A critical factor for improving SVM performance in healthcare is the extraction of relevant features from heterogeneous medical data, including both structured data such as demographics and lab results and unstructured data such as medical images. Another important issue concerns missing values due to incomplete records or measurement errors. SVMs require complete datasets; thus, developing robust approaches to deal with missing values could be a future research direction. Feature selection is an important issue in the construction of prediction systems. It is advantageous to limit the number of input features in order to ensure a good predictive model that is less computationally demanding. The construction of a model that can handle this obstacle is very important, and despite the developments recorded in the literature, further research is required.
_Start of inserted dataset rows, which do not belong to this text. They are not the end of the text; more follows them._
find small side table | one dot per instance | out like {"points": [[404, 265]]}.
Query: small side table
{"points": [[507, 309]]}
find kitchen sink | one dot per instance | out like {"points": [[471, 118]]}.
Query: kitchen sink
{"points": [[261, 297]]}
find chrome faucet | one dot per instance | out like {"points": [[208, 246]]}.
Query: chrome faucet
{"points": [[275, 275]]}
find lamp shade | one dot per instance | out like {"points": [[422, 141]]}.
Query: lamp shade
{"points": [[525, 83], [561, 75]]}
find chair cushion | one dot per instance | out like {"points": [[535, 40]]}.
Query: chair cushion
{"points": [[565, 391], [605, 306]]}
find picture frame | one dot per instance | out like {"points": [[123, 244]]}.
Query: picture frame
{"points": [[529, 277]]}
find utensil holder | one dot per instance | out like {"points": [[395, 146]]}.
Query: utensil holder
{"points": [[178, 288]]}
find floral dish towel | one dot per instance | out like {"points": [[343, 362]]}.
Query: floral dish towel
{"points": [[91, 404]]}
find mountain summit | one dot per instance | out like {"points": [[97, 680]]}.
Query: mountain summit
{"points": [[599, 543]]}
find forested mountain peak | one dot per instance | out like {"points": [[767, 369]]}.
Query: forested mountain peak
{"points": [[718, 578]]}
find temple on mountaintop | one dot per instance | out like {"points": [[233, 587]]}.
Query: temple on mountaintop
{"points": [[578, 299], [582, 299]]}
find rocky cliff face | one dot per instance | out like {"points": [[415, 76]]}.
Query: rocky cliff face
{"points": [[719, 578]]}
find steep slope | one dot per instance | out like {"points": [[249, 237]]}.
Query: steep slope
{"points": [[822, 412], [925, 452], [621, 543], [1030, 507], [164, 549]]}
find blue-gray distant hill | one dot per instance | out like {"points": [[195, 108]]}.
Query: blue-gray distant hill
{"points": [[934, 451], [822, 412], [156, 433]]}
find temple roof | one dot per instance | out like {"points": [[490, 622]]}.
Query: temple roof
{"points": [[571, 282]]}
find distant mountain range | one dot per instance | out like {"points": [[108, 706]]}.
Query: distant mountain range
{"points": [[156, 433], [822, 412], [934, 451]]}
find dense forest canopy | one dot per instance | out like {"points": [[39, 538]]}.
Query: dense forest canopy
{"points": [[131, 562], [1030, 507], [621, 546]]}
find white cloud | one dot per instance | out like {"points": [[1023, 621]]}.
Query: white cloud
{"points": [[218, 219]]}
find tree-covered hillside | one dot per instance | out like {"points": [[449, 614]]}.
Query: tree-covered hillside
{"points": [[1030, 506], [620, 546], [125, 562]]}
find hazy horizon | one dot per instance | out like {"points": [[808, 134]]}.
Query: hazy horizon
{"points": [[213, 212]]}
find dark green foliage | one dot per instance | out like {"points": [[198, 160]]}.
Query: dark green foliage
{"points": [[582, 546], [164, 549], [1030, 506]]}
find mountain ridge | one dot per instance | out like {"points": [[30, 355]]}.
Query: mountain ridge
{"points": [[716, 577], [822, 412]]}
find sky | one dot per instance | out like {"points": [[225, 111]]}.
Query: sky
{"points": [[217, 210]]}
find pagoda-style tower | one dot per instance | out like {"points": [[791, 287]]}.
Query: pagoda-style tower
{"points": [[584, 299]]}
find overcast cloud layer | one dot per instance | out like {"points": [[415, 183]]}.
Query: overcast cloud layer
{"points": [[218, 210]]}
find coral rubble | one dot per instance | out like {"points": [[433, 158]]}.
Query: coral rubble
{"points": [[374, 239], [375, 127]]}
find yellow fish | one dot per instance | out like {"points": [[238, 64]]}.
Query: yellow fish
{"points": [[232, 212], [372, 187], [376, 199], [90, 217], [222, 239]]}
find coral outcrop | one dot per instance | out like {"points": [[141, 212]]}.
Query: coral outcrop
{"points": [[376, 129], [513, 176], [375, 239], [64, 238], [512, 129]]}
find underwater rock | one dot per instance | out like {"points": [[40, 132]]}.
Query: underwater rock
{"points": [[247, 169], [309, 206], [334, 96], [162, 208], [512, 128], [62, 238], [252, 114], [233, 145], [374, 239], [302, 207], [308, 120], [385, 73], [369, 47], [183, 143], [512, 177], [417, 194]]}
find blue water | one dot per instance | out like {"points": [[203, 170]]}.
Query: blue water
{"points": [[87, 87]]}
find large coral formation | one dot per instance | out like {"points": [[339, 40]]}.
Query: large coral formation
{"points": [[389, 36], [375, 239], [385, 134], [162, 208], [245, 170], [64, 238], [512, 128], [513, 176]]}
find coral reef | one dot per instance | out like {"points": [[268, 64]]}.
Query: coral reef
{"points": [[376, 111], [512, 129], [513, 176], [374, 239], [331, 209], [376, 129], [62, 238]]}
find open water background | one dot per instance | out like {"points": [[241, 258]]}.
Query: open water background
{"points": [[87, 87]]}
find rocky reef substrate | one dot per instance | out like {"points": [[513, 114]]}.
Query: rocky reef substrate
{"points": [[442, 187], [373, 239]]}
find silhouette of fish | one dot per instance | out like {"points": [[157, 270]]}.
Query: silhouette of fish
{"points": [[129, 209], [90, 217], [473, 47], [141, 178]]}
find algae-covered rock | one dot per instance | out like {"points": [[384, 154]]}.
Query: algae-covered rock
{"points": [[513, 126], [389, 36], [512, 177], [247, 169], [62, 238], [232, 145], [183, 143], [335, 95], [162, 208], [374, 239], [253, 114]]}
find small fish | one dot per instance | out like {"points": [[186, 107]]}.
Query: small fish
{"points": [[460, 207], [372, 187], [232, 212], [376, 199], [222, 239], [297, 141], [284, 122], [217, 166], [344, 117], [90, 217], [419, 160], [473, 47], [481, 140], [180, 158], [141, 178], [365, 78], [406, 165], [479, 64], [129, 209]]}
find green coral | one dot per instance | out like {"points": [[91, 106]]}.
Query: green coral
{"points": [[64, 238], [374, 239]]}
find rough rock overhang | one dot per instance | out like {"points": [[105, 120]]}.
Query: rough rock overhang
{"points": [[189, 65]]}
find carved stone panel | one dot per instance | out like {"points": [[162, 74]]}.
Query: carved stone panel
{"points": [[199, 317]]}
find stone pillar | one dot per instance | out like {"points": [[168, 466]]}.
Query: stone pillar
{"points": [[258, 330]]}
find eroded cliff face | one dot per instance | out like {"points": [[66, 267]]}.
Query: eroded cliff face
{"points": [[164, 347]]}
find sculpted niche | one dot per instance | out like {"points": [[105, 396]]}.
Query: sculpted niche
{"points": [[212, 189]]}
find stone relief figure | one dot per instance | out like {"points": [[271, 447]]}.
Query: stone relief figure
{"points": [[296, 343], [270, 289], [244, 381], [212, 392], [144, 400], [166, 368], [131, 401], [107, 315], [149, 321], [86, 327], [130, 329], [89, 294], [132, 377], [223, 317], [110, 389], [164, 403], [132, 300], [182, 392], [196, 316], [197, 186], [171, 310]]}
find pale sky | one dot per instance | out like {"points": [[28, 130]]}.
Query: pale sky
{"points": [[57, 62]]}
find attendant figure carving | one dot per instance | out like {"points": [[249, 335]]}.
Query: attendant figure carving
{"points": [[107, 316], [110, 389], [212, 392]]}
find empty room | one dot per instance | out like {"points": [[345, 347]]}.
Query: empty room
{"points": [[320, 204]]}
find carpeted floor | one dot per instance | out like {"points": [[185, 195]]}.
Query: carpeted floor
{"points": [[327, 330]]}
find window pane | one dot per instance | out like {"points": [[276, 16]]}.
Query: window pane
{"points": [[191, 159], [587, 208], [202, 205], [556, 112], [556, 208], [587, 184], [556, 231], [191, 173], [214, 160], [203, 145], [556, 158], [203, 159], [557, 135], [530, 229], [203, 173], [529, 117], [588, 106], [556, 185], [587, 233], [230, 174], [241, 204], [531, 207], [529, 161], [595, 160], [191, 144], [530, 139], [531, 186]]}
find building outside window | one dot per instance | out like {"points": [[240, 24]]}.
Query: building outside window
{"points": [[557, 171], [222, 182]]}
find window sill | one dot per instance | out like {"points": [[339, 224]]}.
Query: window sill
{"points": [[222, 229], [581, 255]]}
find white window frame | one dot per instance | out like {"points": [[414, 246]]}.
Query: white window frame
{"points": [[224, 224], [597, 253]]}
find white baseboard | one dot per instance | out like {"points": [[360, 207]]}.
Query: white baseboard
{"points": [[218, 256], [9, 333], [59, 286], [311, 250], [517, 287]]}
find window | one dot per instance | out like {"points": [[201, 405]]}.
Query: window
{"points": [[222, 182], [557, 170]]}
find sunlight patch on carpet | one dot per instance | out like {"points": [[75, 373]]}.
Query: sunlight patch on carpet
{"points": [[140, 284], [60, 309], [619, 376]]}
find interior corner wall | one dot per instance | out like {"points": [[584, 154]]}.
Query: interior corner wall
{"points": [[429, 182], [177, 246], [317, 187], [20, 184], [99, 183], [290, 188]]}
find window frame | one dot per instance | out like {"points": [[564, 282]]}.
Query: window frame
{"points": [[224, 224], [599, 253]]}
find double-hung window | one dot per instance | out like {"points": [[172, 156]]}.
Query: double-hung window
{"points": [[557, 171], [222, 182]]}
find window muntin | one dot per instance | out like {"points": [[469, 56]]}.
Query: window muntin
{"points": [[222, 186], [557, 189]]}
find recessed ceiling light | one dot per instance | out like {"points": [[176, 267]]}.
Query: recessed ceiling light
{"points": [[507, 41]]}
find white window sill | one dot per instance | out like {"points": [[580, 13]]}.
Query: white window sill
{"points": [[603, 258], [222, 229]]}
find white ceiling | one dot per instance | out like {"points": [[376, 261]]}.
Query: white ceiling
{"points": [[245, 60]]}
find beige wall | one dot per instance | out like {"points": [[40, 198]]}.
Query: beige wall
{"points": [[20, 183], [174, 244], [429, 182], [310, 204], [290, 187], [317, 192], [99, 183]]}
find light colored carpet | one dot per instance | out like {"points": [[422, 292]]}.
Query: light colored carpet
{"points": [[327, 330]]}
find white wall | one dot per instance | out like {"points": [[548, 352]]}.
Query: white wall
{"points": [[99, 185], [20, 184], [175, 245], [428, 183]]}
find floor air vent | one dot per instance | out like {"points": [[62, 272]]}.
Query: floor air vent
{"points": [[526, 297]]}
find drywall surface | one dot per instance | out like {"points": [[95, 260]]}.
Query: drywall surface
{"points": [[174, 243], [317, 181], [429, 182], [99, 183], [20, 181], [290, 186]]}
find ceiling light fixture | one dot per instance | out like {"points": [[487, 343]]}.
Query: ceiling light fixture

Another future direction concerns the application and development of cost-sensitive SVMs, which have been extensively tested in the laboratory but only rarely applied in real-world settings. Although the cost-sensitive SVMs have demonstrated good predictive performance in medical settings, their performance may be affected by factors characteristic of real-world scenarios, such as missing data, unbalanced datasets, and the presence of confounding variables. Future research could address the gaps in the literature on cost-sensitive SVMs in healthcare settings. This research should focus on evaluating the performance of these algorithms in real-world healthcare settings and comparing them with other learning algorithms. Such research would provide valuable insights into the practical application of these algorithms in clinical practice. Additionally, it is important to note that the number of papers reporting useful information for replicating their results is very small. Researchers should pay more attention to the information that they provide in order to facilitate the continued progress of SVMs and improve their applicability. In conclusion, results and applications on both real and benchmark data have demonstrated the superiority of SVMs over most alternative algorithms, providing motivation for their future developments.